Adolescents Assess The Role of Police in Society
Preparing students for life after high school requires guiding them into and through critical thinking processes. Equipping students with research tools and the freedom to explore modern day issues allows them to participate in conversations that impact them and the society that surrounds them. This is a cornerstone of Montessori education at Hershey Montessori School. Shielding students from hot-button issues that our world faces can cause more stress than if we empower them with the freedom to gain knowledge and understanding of the issues and then allow them to formulate their own opinions. This is exactly what our Upper School students tackled in its latest Humanities project.
Hershey’s ninth and tenth year students embarked on a study on “The Role of the Police”. Students examined the history of policing in the world and in the United States. It posed the question, what should be the appropriate role of the police in society?
Each student participated in lectures and expert presentations from police officers Lieutenant Donna Holden and Officer Vashon Williams of the Euclid Police Department. They also met with Samaria Rice, mother of Tamir Rice, who made national news in 2014 when Tamir was tragically shot and killed by Cleveland police outside a local recreation center.
Students were responsible for their own research, and were asked to look at issues such as police accountability, police and community relationships, police training, SWAT techniques and tactics, and groups like Black Lives Matter that are active in seeking police reform.
Students were also divided into topic-based groups where each group developed ideas for artwork connected to what they were learning about their topic. Volunteer artists in the class were called upon to actualize the vision of each of these groups. The artwork would effectively become an expressive mural in the Upper School building at the school’s Huntsburg campus.
Additionally, students met in randomly organized groups to discuss police reform and police expectations. Much of this information is captured in interviews that are part of a documentary feature created by several of the students, with 9th year Willow Athens acting as lead and editor. The students shared their conclusions, which were as varied as their chosen topics revolving around the subject. Some of the takeaways included the need for additional police training pertaining to race, mental health, and de-escalation. Additional funding for training and mandates were also recommended by some.
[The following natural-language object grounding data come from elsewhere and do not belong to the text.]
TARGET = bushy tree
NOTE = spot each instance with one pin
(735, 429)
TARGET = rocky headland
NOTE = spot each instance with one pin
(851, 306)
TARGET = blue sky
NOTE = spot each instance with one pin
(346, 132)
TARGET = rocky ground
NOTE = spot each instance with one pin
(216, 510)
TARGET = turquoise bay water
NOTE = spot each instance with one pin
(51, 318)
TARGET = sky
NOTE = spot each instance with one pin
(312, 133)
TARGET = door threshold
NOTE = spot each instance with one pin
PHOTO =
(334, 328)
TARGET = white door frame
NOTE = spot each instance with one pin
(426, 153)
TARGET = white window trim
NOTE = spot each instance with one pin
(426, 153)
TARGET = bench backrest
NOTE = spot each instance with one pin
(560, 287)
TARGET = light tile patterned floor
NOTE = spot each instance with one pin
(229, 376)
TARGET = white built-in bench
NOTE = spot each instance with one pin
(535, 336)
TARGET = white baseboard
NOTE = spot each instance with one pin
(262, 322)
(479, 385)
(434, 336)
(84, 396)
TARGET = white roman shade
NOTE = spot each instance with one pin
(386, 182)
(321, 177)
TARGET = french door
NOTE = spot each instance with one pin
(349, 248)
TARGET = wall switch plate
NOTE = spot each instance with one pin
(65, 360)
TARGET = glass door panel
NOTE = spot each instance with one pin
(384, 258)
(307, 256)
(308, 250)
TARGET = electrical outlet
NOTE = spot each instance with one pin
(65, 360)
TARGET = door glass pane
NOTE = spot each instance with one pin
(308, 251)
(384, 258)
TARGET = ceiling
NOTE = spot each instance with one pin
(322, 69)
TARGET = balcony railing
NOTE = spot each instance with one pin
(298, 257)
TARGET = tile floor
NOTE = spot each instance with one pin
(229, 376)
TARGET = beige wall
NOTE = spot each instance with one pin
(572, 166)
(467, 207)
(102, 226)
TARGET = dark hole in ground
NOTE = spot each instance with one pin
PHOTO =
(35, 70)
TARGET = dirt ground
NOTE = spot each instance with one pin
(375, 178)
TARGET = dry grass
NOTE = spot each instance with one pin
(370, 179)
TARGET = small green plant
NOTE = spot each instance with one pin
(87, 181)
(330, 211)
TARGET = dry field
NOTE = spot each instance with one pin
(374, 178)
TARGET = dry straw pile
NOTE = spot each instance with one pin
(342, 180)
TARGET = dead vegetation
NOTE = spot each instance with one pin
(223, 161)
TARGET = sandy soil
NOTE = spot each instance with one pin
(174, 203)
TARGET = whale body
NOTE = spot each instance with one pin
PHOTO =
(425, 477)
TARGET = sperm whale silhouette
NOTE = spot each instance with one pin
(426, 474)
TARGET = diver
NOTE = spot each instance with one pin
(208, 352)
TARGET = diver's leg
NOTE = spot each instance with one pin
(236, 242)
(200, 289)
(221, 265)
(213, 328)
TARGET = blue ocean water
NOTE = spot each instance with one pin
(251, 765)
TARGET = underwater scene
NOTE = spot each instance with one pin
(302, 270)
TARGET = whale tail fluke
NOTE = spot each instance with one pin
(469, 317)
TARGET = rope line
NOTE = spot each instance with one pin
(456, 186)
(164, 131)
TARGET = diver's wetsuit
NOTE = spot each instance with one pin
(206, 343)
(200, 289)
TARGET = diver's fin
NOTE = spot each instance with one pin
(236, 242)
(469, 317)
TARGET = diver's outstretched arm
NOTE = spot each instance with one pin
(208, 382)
They finally concluded the Humanities project, their mural, and their project documentary by discussing policing and then took questions from peers, community leaders and experts, as well as Samaria Rice who joined the class virtually. The event included refreshments and gifts for the experts who participated through contribution to the work of the students.
“It was a great experience to see students wrestling with all sides of this complicated issue and coming to recognize the humanity of everyone — citizens and police — is critical,” says Humanities guide John Buzzard. “When we see all people as human, we want to support all and provide the resources and understanding needed for everyone to feel success and value.”